Pdf manipulation in Python

Python 3 Comments

For the past few months, apart from the data issue, I am involved in merging multiple pdfs to create a book of reading for the university. Refer to my post: Pdf merging. I am using two different libraries to complete this project: pypdf and reportlab

Here is a very simple example of using reportlab library to create pages with or without content and save to output file (Note: it will only return buffer of the page, so we need to use PdfFileReader to read the page):

[html]
from pyPdf import PdfFileWriter, PdfFileReader
from reportlab.lib import pagesizes
from reportlab.pdfgen import canvas
from reportlab.lib.units import cm, mm, inch
from StringIO import StringIO

PAGESIZE = pagesizes.A4

def createPdfPage(nPages, pagesize=None, content=None):
        buffer = StringIO()
        c = canvas.Canvas(None)
        if pagesize is None:
            pagesize = PAGESIZE
        c.setPageSize(pagesize)
        c.showOutline()
        for page in range(nPages):
            if content:
                c.drawString(9*cm, 22*cm, content)
            c.showPage()
        buffer.write(c.getpdfdata())
        buffer.seek(0)
        return buffer

#simple PdfFileWriter class
class PdfWriter(object):
    def __init__(self, outputFile):
        self.outputWriter = PdfFileWriter()
        self.__outputFile = outputFile
       
    def savePdf(self):
        outputStream = file(self.__outputFile, "wb")
        self.outputWriter.write(outputStream)
        outputStream.close()
   
    def addPage(self, page):
        self.outputWriter.addPage(page)
   
#create 2 pages of pdfs file, one is empty, one with content
outputFile = "test.pdf"

#create PdfWriter
pdfWriter = PdfWriter(outputFile)
#create a page without any content
emptyPageBuffer = createPdfPage(1)
emptyPageReader = PdfFileReader(emptyPageBuffer)
#get the page and append it to the output stream
pdfWriter.addPage(emptyPageReader.getPage(0))

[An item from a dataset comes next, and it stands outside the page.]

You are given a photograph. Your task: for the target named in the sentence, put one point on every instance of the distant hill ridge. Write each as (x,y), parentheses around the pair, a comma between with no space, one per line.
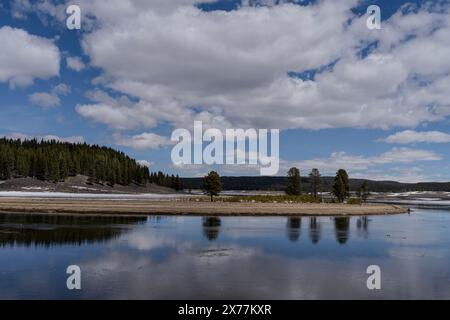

pageWithContent = createPdfPage(1, content="more content")
pageWithContentReader = PdfFileReader(pageWithContent)
#get the page and append it to the output stream
pdfWriter.addPage(pageWithContentReader.getPage(0))

#save the pdf
pdfWriter.savePdf()

Here is another example merging two files with additional blank page in between the two files:

[html]
fileOne = "test.pdf"
fileTwo = "test2.pdf"
outputFile = "outputFile.pdf"
#createWriter for fileOne
pdfWriter = PdfWriter(fileOne)

#create pdfReader for test.pdf
fileOneStream = file(fileOne, "rb")
pdfReader = PdfFileReader(fileOneStream)
for page in range(pdfReader.getNumPages()):
    pdfWriter.addPage(pdfReader.getPage(page))
fileOneStream.close()

#create an empty page
#create a page without any content
emptyPageBuffer = createPdfPage(1)
emptyPageReader = PdfFileReader(emptyPageBuffer)
#get the page and append it to the output stream
pdfWriter.addPage(emptyPageReader.getPage(0))

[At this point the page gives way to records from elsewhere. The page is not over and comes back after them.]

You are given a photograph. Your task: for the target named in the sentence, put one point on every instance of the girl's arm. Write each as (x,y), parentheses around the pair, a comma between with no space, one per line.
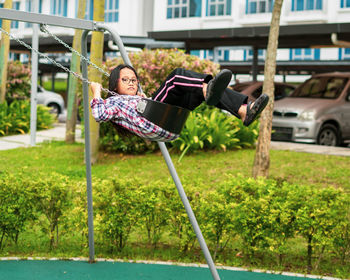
(102,110)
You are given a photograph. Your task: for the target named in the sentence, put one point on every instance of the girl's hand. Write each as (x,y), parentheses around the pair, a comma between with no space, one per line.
(141,94)
(96,89)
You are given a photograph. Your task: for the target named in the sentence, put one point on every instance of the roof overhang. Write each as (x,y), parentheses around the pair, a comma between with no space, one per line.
(290,36)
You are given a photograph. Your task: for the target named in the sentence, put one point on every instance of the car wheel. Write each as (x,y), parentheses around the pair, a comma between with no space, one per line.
(54,109)
(328,136)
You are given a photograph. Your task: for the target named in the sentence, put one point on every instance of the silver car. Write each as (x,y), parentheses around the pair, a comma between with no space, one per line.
(50,99)
(318,111)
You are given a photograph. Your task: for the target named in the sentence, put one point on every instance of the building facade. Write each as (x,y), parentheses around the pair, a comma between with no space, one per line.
(137,17)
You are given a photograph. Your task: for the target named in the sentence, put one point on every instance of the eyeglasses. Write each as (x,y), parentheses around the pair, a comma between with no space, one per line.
(127,81)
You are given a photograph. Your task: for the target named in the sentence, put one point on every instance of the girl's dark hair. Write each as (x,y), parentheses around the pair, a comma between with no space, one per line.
(115,75)
(112,86)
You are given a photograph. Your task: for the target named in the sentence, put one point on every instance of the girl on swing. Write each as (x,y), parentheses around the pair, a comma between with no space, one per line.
(182,88)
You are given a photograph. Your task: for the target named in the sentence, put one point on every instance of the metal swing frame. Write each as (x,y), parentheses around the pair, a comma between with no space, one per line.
(88,26)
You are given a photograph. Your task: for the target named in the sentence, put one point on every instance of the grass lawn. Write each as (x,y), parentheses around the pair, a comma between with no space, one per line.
(205,167)
(211,167)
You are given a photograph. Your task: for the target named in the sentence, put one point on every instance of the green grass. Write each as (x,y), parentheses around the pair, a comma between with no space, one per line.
(208,167)
(60,85)
(211,167)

#create pdfReader for test2.pdf
fileTwoStream = file(fileTwo, "rb")
pdfReader = PdfFileReader(fileTwoStream)
for page in range(pdfReader.getNumPages()):
    pdfWriter.addPage(pdfReader.getPage(page))
fileTwoStream.close()

#save the pdf
pdfWriter.savePdf()

There are lot of cases users need to split the pdfs file using tools like Adobe or other available tools. Although the splitted pdfs can be viewed using pdf viewer, some of these pdfs might be corrupted, e.g. no pdf end of file maker (%%EOF) at the end of the pdf. PdfFileReader will not be able to read the pdf if the EOF marker not found. To fix this:

[html]
#check if the pdf is corrupted, and try to fix it...
def fixPdf(pdfFile):
    try:
        fileOpen = file(pdfFile, "a")
        fileOpen.write("%%EOF")
        fileOpen.close()
        return "Fixed"
    except Exception, e:
        return "Unable to open file: %s with error: %s" % (pdfFile, str(e))

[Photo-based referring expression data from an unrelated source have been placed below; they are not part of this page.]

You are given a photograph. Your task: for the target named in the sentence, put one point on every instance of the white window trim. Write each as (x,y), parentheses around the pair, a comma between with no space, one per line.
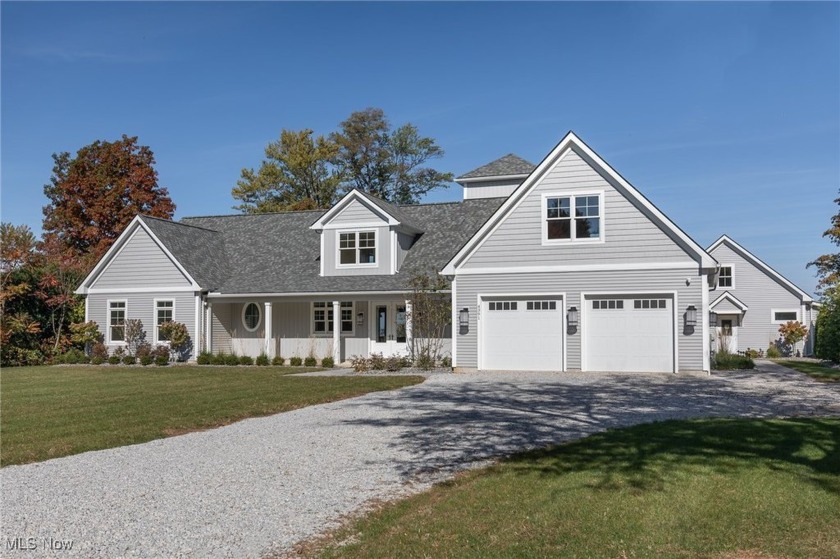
(155,324)
(339,232)
(573,230)
(774,311)
(242,316)
(732,268)
(328,310)
(108,321)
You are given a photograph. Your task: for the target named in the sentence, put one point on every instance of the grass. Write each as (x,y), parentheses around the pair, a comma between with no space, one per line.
(724,489)
(817,371)
(57,411)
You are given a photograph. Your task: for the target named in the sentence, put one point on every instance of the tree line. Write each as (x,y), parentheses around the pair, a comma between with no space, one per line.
(93,195)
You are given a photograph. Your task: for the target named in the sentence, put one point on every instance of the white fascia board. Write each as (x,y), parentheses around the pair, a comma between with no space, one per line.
(569,141)
(689,266)
(490,178)
(117,247)
(321,223)
(760,264)
(726,296)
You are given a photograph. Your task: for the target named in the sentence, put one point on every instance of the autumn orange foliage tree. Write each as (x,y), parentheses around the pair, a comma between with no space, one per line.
(93,196)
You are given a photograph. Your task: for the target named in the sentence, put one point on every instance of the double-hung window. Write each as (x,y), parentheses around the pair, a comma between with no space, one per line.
(116,321)
(164,312)
(572,218)
(357,248)
(323,320)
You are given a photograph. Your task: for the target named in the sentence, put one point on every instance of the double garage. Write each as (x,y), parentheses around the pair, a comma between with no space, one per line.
(629,332)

corruptedFile = "corrupted.pdf"
try:
    fileStream = file(corruptedFile)
    pdfReader = PdfFileReader(fileStream)
except:
    fileStream.close()
    print 'error in opeing pdf file, try to fix it'
    print fixPdf(corruptedFile)
    #try to reopen the pdf file again
    try:
        fileStream = file(corruptedFile)
        pdfReader = PdfFileReader(fileStream)
        print 'number of pages: ', pdfReader.getNumPages()
        fileStream.close()
    except:
        print 'this pdf file cannot be fixed'

Below are the example to get the individual page detail in the pdf file, this might be useful to find the inconsistency page size found in the pdf:

[html]
#get page detail
def getpageBox(page):
        return page.trimBox
   
def rectangle2box(pdfPage):
    return {
        'width'   : pdfPage.upperRight[0],
        'height'  : pdfPage.upperRight[1],
        'offset_x': pdfPage.lowerLeft[0],
        'offset_y': pdfPage.lowerLeft[1],
        'unit'    : 'pt',
        'units_x' : pdfPage.upperRight[0],
        'units_y' : pdfPage.upperRight[1],
        }

testFile = "test2.pdf"
fileStream = file(testFile)
pdfReader = PdfFileReader(fileStream)
for page in range(pdfReader.getNumPages()):
    pageBox = getpageBox(pdfReader.getPage(page))
    rectangleDetail = rectangle2box(pageBox)
    print '--- page number: ', page + 1
    for key in rectangleDetail:
        print "%s\t: %s" % (key, rectangleDetail[key])

Pdf merging

Python No Comments

I hv been spending past few weeks in trying to merging different PDFs into one book to provide a complete reading books for student. With quite a few available python library, this task sound easy. I worked with reportlab, it has a powerful builtin functions, but I do not need these as all I need is just merge the available PDFs.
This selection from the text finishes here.